Distribution of the friction angle on AI models developed (training phase)

Fig. 9
figure 9

Distribution of the friction angle on AI models developed (testing phase)

It is easy to recognize that the HHO–DMLP was fitted with the dataset over the other models (Fig. 8). Values in the range of 6 to 12 of friction angle are not fitted with the HHO–DMLP model. They should be carefully taken in predicting friction angle of clay in practical sense. On the SVM and RF models, it is clear that the dataset is not fitted with these models and we can see that most of the observations are not converged on the regression line or 80% confidence level. Similar recommendations are achieved with the models (Fig. 9). Notably, the RF model is over-fitted in practice and it should be eliminated in predicting friction angle of clay. Based on the distribution of the dataset (Figs. 8 and 9), it can be claimed that the 80% confidence level of the proposed HHO–DMLP model can represent the friction angle of clay from different areas/locations. A comparison of the accuracy of the HHO–DMLP, DMLP (without optimization), and SVM models in predicting friction angle of clay is illustrated in Fig. 10, and further evaluation of them through the Taylor diagram is shown in Fig. 11. Note that since the RF model was over-fitted in this study, therefore, it is not compared in these figures.

Fig. 10
figure 10

Comparison of the HHO–DMLP, DMLP (without optimization), and SVM models in predicting friction angle of clay

Fig. 11
figure 11

Taylor diagram for proving the accuracy of the proposed HHO–DMLP model

From Fig. 10, it can be seen that the orange points (i.e., HHO–DMLP model) are closer to the blue points (i.e., actual values) than the other points. They indicate that the accuracy of the proposed HHO–DMLP model is higher than the remaining models in practice.
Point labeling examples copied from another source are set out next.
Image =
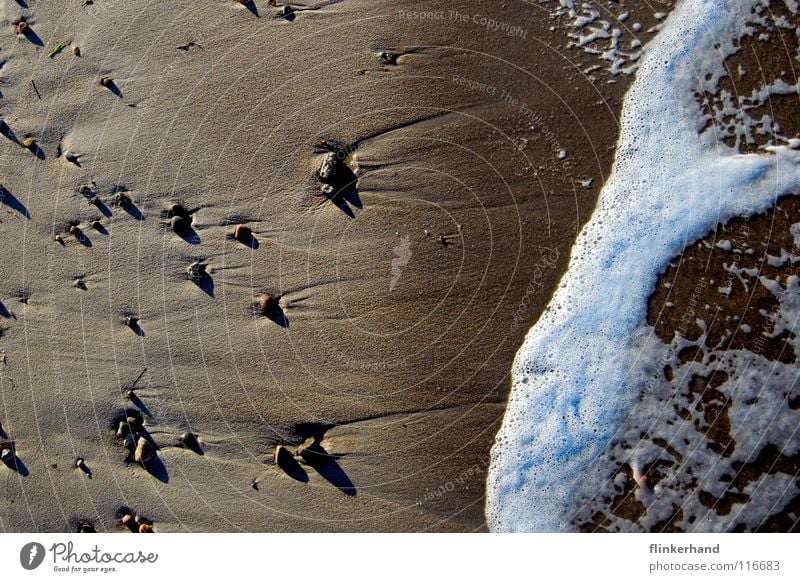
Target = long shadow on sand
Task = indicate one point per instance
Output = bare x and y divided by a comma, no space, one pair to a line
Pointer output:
33,37
277,315
157,469
13,202
325,464
14,463
137,402
206,284
251,6
345,195
7,133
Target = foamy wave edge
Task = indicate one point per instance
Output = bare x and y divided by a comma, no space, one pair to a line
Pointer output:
578,371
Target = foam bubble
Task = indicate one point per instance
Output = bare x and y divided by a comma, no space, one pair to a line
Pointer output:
579,372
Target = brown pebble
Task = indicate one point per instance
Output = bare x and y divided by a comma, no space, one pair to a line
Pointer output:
144,452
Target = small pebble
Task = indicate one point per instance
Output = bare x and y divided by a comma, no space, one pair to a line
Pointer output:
123,200
178,224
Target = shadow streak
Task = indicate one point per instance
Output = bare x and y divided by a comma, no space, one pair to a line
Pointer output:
325,464
114,88
251,6
101,206
277,315
206,284
137,402
33,37
9,134
13,202
293,469
134,211
14,463
157,469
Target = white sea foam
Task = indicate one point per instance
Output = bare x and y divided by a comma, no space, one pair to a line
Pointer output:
578,372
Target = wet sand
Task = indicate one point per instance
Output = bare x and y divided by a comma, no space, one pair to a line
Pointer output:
401,301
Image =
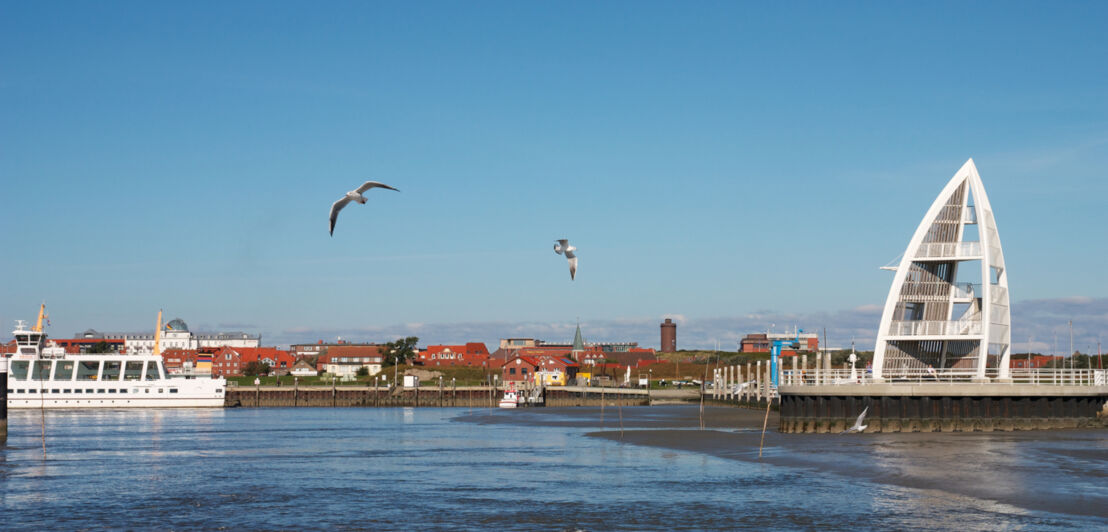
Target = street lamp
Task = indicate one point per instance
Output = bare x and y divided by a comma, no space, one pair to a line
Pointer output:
396,365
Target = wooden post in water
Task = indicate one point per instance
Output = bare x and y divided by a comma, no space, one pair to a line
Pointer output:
769,381
746,389
760,384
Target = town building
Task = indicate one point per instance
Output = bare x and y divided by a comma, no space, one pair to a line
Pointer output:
344,360
512,347
175,335
471,354
304,368
947,306
763,341
668,336
180,361
231,361
542,369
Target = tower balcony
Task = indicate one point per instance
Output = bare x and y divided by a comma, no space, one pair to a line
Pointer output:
950,251
962,327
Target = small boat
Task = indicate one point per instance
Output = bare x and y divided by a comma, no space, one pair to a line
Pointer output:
511,398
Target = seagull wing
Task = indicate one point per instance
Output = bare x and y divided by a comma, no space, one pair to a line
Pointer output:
335,211
372,184
858,423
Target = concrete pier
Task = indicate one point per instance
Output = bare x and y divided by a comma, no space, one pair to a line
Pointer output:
440,396
940,407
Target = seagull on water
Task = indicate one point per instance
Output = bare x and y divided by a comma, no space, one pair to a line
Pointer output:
354,195
858,425
563,246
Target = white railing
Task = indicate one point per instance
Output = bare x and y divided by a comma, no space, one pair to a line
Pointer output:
953,249
962,327
917,376
965,290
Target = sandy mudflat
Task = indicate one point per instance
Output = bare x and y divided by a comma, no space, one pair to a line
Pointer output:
1064,471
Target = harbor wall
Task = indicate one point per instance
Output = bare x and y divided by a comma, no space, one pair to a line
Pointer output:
478,396
940,413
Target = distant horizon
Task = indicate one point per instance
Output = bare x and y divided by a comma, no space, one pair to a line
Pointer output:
736,164
1049,329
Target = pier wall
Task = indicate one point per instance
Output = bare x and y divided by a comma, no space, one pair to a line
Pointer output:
481,397
957,410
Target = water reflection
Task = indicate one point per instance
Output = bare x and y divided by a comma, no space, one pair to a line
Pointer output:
402,468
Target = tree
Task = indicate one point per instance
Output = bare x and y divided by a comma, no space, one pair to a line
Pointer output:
256,368
400,351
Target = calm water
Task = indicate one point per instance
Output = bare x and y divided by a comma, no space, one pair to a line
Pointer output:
535,469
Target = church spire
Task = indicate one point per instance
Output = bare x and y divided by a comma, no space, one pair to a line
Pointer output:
578,343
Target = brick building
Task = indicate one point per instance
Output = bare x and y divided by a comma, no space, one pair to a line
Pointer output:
231,361
346,359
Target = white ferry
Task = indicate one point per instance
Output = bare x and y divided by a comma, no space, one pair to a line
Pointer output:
42,376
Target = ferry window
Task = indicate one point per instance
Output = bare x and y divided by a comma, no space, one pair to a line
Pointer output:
19,369
133,370
63,370
41,370
112,370
88,369
151,370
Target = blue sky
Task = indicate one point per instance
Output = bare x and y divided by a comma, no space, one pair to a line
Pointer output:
729,163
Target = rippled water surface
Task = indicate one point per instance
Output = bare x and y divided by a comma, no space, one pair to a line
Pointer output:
535,469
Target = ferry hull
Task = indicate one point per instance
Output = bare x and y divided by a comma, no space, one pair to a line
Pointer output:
85,403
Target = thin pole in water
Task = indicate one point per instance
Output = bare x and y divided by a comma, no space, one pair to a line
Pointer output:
621,420
765,423
42,411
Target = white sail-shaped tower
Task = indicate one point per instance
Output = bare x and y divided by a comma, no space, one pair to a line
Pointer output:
947,307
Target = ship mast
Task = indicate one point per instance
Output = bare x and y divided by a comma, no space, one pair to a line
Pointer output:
157,335
42,316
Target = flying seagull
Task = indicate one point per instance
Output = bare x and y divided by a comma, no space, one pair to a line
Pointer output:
354,195
563,246
858,425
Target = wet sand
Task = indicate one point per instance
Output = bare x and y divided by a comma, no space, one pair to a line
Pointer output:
1064,471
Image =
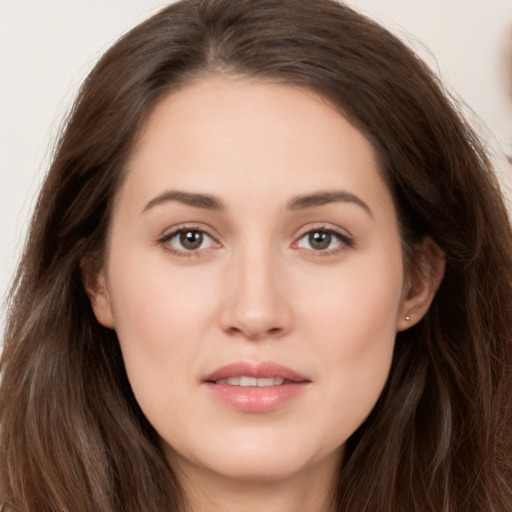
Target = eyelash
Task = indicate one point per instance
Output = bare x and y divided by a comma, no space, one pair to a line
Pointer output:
345,241
165,240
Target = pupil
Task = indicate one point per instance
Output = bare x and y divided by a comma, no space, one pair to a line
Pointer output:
320,240
191,239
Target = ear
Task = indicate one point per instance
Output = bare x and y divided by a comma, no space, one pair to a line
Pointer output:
421,283
95,285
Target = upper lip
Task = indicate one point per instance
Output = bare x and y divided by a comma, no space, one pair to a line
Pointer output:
259,370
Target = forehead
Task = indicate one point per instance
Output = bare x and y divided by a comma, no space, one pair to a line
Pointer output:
222,132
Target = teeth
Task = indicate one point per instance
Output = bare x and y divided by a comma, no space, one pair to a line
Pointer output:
245,381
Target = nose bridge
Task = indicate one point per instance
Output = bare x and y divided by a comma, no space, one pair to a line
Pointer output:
256,304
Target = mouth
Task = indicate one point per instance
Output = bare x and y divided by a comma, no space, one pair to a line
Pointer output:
256,388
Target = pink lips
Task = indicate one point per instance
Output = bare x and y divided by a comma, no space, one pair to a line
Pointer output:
256,398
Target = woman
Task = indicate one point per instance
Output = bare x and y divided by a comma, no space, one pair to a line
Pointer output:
270,267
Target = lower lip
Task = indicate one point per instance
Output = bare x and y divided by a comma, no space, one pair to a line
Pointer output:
257,399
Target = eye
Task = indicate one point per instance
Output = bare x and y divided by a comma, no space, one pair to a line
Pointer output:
324,240
187,241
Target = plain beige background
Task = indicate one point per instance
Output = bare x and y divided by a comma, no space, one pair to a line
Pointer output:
48,46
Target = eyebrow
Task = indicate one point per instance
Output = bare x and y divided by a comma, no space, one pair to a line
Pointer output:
208,202
205,201
327,197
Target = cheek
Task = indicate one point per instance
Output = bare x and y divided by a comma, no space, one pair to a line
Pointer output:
353,320
161,317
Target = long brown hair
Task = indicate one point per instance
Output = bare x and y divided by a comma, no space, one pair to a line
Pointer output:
72,437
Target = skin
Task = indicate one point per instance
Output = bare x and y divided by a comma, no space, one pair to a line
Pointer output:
256,289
Furthermore, observing the models on the Taylor diagram, we can confirm the accuracy and performance of the HHO–DMLP model as mentioned above. It is clear that the standard deviation of the actual model is high. It shows the high volatility of friction angle of clays compared to the average value, and finding a general model capable of representing the friction angle of clays at different areas/locations is not easy. The Taylor diagram showed that the HHO–DMLP model also provided high standard deviation with highest correlation. The visualization of the Taylor diagram showed that the HHO–DMLP model was closer to the actual model than the other models.

6 Conclusion

Friction angle of clays is an essential parameter to evaluate the stability of slopes and landslide. Different areas with different clay properties have a significant influence on the stability of the slopes and landslide, especially the friction angle. Therefore, a generalized model capable of predicting friction angle of clays from different areas/locations with high reliability is ideal for assessing slope stability and landslide. This study proposed a novel generalized artificial intelligence model for estimating the friction angle of clays from different areas based on deep MLP neural network and HHO algorithm (i.e., HHO–DMLP). The robustness and consistency of the model’s prediction were checked by testing with various datasets having different geological and geomorphological setups. The results showed that the proposed HHO–DMLP model can predict fiction angle of clays from different areas/locations with high reliability. It can be used in practice instead of experimental tests in a laboratory to save time and costs.

Although the obtained results are highly reliable from this study, the future work is identified with more database from other areas/locations. Future studies with more databases are useful in improving the predictive models. Such models will contribute to the current knowledge in this field and can be applied in any geographical territories.